Putter or potter
QFrom Leslie Stephens in France: Watching the movie of Carousel recently, we heard (during the song about the clam-bake) that “We weren’t in a mood to putter”. Was this word merely concocted to rhyme with butter or is it a recognised US expression?
A It is a well-known North American expression. It’s also common in other parts of the English-speaking world, though people outside North America prefer to spell it potter. It has no connection with butter, unless you choose to interpret that word to mean “one who butts”, as with the head.
The earliest meaning of potter (I’ll stick to that spelling) was the action of poking or prodding something repeatedly.

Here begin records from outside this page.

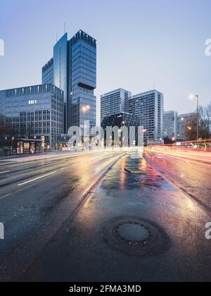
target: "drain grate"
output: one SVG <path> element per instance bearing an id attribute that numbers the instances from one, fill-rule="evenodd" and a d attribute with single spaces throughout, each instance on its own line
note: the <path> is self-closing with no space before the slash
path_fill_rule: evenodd
<path id="1" fill-rule="evenodd" d="M 134 217 L 119 217 L 103 229 L 107 245 L 129 256 L 154 255 L 166 251 L 170 240 L 154 222 Z"/>

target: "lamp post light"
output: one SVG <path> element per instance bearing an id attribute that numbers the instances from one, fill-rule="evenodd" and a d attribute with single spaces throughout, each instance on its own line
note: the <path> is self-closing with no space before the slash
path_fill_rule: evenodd
<path id="1" fill-rule="evenodd" d="M 190 99 L 196 99 L 196 102 L 197 104 L 197 114 L 196 114 L 196 120 L 197 120 L 197 143 L 199 141 L 199 97 L 198 94 L 191 94 Z"/>

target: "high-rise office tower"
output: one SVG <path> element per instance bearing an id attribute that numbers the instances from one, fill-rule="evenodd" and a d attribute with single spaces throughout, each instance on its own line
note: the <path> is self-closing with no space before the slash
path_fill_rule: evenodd
<path id="1" fill-rule="evenodd" d="M 182 141 L 186 140 L 187 128 L 189 124 L 197 123 L 197 115 L 196 113 L 180 114 L 177 121 L 177 138 Z"/>
<path id="2" fill-rule="evenodd" d="M 131 96 L 130 92 L 122 88 L 101 95 L 101 121 L 107 116 L 128 112 L 128 98 Z"/>
<path id="3" fill-rule="evenodd" d="M 42 68 L 42 83 L 64 92 L 64 133 L 70 126 L 96 125 L 96 41 L 82 30 L 70 40 L 65 33 L 53 47 L 53 57 Z"/>
<path id="4" fill-rule="evenodd" d="M 46 84 L 1 90 L 1 101 L 0 118 L 1 125 L 5 124 L 6 137 L 16 140 L 35 137 L 39 140 L 44 136 L 46 144 L 57 148 L 63 131 L 61 90 Z"/>
<path id="5" fill-rule="evenodd" d="M 129 112 L 139 116 L 148 142 L 162 140 L 163 94 L 157 90 L 129 98 Z"/>
<path id="6" fill-rule="evenodd" d="M 174 111 L 166 111 L 163 113 L 163 137 L 172 139 L 177 138 L 178 113 Z"/>

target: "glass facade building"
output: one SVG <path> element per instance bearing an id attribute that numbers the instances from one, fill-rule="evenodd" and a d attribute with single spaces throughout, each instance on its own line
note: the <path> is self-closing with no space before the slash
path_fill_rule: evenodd
<path id="1" fill-rule="evenodd" d="M 101 97 L 101 121 L 104 117 L 117 114 L 120 112 L 128 112 L 128 98 L 132 93 L 120 88 Z"/>
<path id="2" fill-rule="evenodd" d="M 177 138 L 178 113 L 174 111 L 165 111 L 163 113 L 163 137 L 172 140 Z"/>
<path id="3" fill-rule="evenodd" d="M 63 130 L 64 94 L 47 84 L 0 91 L 5 137 L 45 137 L 56 148 Z"/>
<path id="4" fill-rule="evenodd" d="M 53 48 L 53 58 L 43 67 L 43 82 L 47 79 L 64 92 L 64 133 L 70 126 L 83 128 L 84 121 L 89 121 L 90 128 L 96 125 L 95 39 L 79 30 L 68 41 L 65 33 Z"/>
<path id="5" fill-rule="evenodd" d="M 129 112 L 140 117 L 148 143 L 162 140 L 163 102 L 163 94 L 155 90 L 129 99 Z"/>
<path id="6" fill-rule="evenodd" d="M 196 113 L 188 113 L 185 114 L 180 114 L 178 116 L 177 121 L 177 138 L 181 141 L 186 141 L 186 128 L 188 124 L 197 122 L 197 115 Z"/>
<path id="7" fill-rule="evenodd" d="M 128 145 L 138 145 L 139 140 L 139 128 L 141 127 L 140 124 L 140 118 L 132 114 L 129 114 L 126 112 L 121 112 L 117 114 L 111 115 L 110 116 L 104 117 L 101 121 L 101 127 L 104 130 L 104 141 L 105 144 L 106 143 L 106 129 L 107 127 L 118 127 L 118 128 L 122 128 L 123 127 L 127 127 L 128 128 L 129 137 L 128 137 Z M 129 128 L 134 127 L 134 129 L 131 130 L 132 134 L 129 132 Z M 132 139 L 134 140 L 134 143 L 131 143 Z M 120 146 L 122 144 L 122 135 L 120 135 Z"/>

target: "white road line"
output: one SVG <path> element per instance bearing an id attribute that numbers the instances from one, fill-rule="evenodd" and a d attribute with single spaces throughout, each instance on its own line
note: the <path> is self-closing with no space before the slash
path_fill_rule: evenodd
<path id="1" fill-rule="evenodd" d="M 53 175 L 53 173 L 57 173 L 57 171 L 54 171 L 52 173 L 47 173 L 46 175 L 43 175 L 40 177 L 35 178 L 34 179 L 30 180 L 29 181 L 24 182 L 23 183 L 18 184 L 18 186 L 22 186 L 22 185 L 24 185 L 25 184 L 31 183 L 32 182 L 37 181 L 37 180 L 42 179 L 43 178 L 45 178 L 45 177 L 48 177 L 49 175 Z"/>

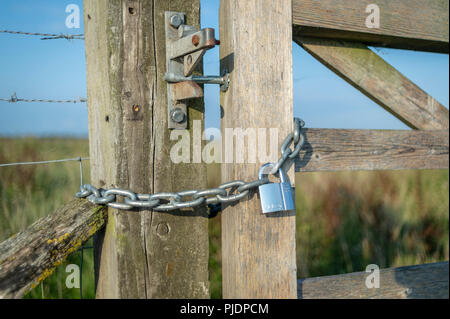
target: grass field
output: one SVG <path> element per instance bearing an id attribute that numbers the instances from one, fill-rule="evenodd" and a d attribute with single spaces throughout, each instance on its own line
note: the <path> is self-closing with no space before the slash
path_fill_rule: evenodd
<path id="1" fill-rule="evenodd" d="M 88 156 L 87 140 L 0 138 L 0 163 Z M 84 180 L 89 182 L 89 163 Z M 220 184 L 208 168 L 209 186 Z M 73 198 L 79 163 L 0 167 L 0 241 Z M 396 171 L 296 175 L 300 278 L 449 259 L 449 172 Z M 211 295 L 221 297 L 220 214 L 210 220 Z M 26 298 L 79 298 L 66 288 L 74 253 Z M 93 298 L 92 249 L 84 251 L 83 297 Z"/>

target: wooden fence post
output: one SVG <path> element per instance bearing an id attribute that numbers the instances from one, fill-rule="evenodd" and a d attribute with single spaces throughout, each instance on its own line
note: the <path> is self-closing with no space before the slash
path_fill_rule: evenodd
<path id="1" fill-rule="evenodd" d="M 221 1 L 221 68 L 231 74 L 221 99 L 223 133 L 277 128 L 279 148 L 292 132 L 291 10 L 290 0 Z M 222 180 L 253 180 L 261 164 L 225 163 Z M 295 211 L 264 216 L 256 195 L 224 210 L 224 298 L 297 298 L 295 256 Z"/>
<path id="2" fill-rule="evenodd" d="M 164 12 L 199 25 L 199 0 L 85 0 L 91 182 L 139 193 L 206 187 L 204 164 L 174 164 Z M 190 126 L 203 102 L 189 108 Z M 192 130 L 190 131 L 192 140 Z M 208 298 L 206 209 L 108 210 L 95 242 L 98 298 Z"/>

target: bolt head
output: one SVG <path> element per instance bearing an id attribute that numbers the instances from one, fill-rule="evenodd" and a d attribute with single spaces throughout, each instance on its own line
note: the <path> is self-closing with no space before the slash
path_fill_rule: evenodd
<path id="1" fill-rule="evenodd" d="M 200 44 L 200 38 L 199 38 L 198 35 L 194 35 L 194 36 L 192 37 L 192 44 L 195 45 L 195 46 L 197 46 L 197 45 Z"/>
<path id="2" fill-rule="evenodd" d="M 180 108 L 177 107 L 170 112 L 170 118 L 175 123 L 182 123 L 185 120 L 186 115 Z"/>
<path id="3" fill-rule="evenodd" d="M 174 14 L 170 17 L 170 25 L 177 28 L 183 24 L 183 18 L 179 14 Z"/>

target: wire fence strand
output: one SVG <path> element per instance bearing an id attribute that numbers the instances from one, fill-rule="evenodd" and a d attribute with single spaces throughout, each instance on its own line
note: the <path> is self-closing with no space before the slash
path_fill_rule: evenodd
<path id="1" fill-rule="evenodd" d="M 89 157 L 76 157 L 76 158 L 65 158 L 65 159 L 59 159 L 59 160 L 50 160 L 50 161 L 40 161 L 40 162 L 17 162 L 17 163 L 5 163 L 0 164 L 0 167 L 8 167 L 8 166 L 19 166 L 19 165 L 40 165 L 40 164 L 50 164 L 50 163 L 62 163 L 62 162 L 82 162 L 89 160 Z M 82 166 L 80 165 L 80 170 L 82 170 Z M 83 178 L 82 178 L 83 172 L 80 171 L 81 176 L 81 184 L 83 184 Z"/>
<path id="2" fill-rule="evenodd" d="M 37 32 L 23 32 L 23 31 L 12 31 L 12 30 L 0 30 L 0 33 L 38 36 L 38 37 L 41 37 L 41 40 L 56 40 L 56 39 L 84 40 L 84 34 L 37 33 Z"/>

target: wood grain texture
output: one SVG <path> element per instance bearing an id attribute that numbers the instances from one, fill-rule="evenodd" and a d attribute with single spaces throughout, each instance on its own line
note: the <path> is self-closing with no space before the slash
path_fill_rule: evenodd
<path id="1" fill-rule="evenodd" d="M 199 26 L 199 0 L 85 0 L 92 183 L 139 193 L 206 188 L 204 164 L 174 164 L 167 126 L 165 11 Z M 189 105 L 190 127 L 203 101 Z M 192 130 L 190 131 L 192 138 Z M 98 298 L 208 298 L 206 209 L 108 210 L 95 241 Z"/>
<path id="2" fill-rule="evenodd" d="M 295 37 L 295 42 L 411 128 L 449 128 L 449 112 L 363 44 Z"/>
<path id="3" fill-rule="evenodd" d="M 369 4 L 380 8 L 380 27 L 368 28 Z M 293 0 L 294 34 L 367 45 L 449 52 L 447 0 Z"/>
<path id="4" fill-rule="evenodd" d="M 448 131 L 305 129 L 296 172 L 448 169 Z"/>
<path id="5" fill-rule="evenodd" d="M 380 287 L 368 289 L 371 273 L 298 281 L 299 299 L 448 299 L 448 261 L 380 269 Z"/>
<path id="6" fill-rule="evenodd" d="M 74 199 L 0 243 L 0 298 L 21 298 L 106 224 L 106 209 Z"/>
<path id="7" fill-rule="evenodd" d="M 292 132 L 291 17 L 288 0 L 221 1 L 222 130 L 278 128 L 278 145 Z M 254 180 L 261 164 L 222 164 L 222 180 Z M 226 207 L 222 278 L 224 298 L 296 298 L 295 212 L 262 215 L 255 194 Z"/>

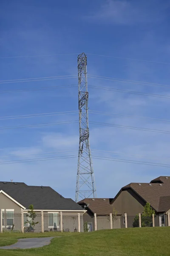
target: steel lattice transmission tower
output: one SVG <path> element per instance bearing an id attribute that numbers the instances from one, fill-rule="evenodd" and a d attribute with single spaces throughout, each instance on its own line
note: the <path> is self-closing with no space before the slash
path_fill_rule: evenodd
<path id="1" fill-rule="evenodd" d="M 76 182 L 76 202 L 81 199 L 96 197 L 96 190 L 89 143 L 88 120 L 87 56 L 78 56 L 79 142 Z"/>

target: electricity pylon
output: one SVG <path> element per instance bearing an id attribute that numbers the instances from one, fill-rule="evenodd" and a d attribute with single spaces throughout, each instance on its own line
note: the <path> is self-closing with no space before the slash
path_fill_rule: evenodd
<path id="1" fill-rule="evenodd" d="M 77 58 L 79 81 L 79 150 L 76 189 L 76 202 L 84 198 L 96 197 L 96 189 L 89 143 L 88 120 L 87 56 Z"/>

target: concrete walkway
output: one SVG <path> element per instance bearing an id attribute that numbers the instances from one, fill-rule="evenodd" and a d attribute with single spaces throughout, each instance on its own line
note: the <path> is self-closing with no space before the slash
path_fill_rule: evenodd
<path id="1" fill-rule="evenodd" d="M 34 238 L 23 238 L 19 239 L 18 241 L 14 244 L 7 246 L 0 246 L 0 249 L 30 249 L 31 248 L 38 248 L 42 247 L 45 245 L 48 245 L 51 243 L 53 238 L 60 237 L 60 236 L 51 236 L 50 237 L 41 237 Z"/>

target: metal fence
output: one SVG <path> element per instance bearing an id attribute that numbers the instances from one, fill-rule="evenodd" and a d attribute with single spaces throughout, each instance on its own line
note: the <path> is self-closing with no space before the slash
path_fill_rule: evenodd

I have been pottering about with my stick, and my family have all been on their knees grubbing i’ the ashes.
Family Secrets by S J Pratt, 1797.
It appears in the seventeenth century but derives from the Old English pote, to push, thrust or butt. Potter evolved from it by a shift in the vowel and adding the -er ending that meant doing something again and again. It’s connected to poke and in some senses with put.
Today, potter means to occupy oneself in a desultory but pleasant manner or to do something idly to pass the time. How we got to that from poking or prodding is unclear. A century ago it had several other senses in Scottish and English dialects, such as walk slowly or feebly or do something awkwardly or ineffectually. Confusion with another old verb, pother, led to potter at times meaning to trouble, perplex, worry or bother.
Many examples attached it to a person’s advancing years and loss of capabilities (“He potters about in his old age”; “Mart does potter now; he can’t stand work much longer”). The image may have been of an old man with a stick idly poking at things on the ground. The word is recorded in books and newspapers from the early nineteenth century in a number of senses, including ineffectual actions.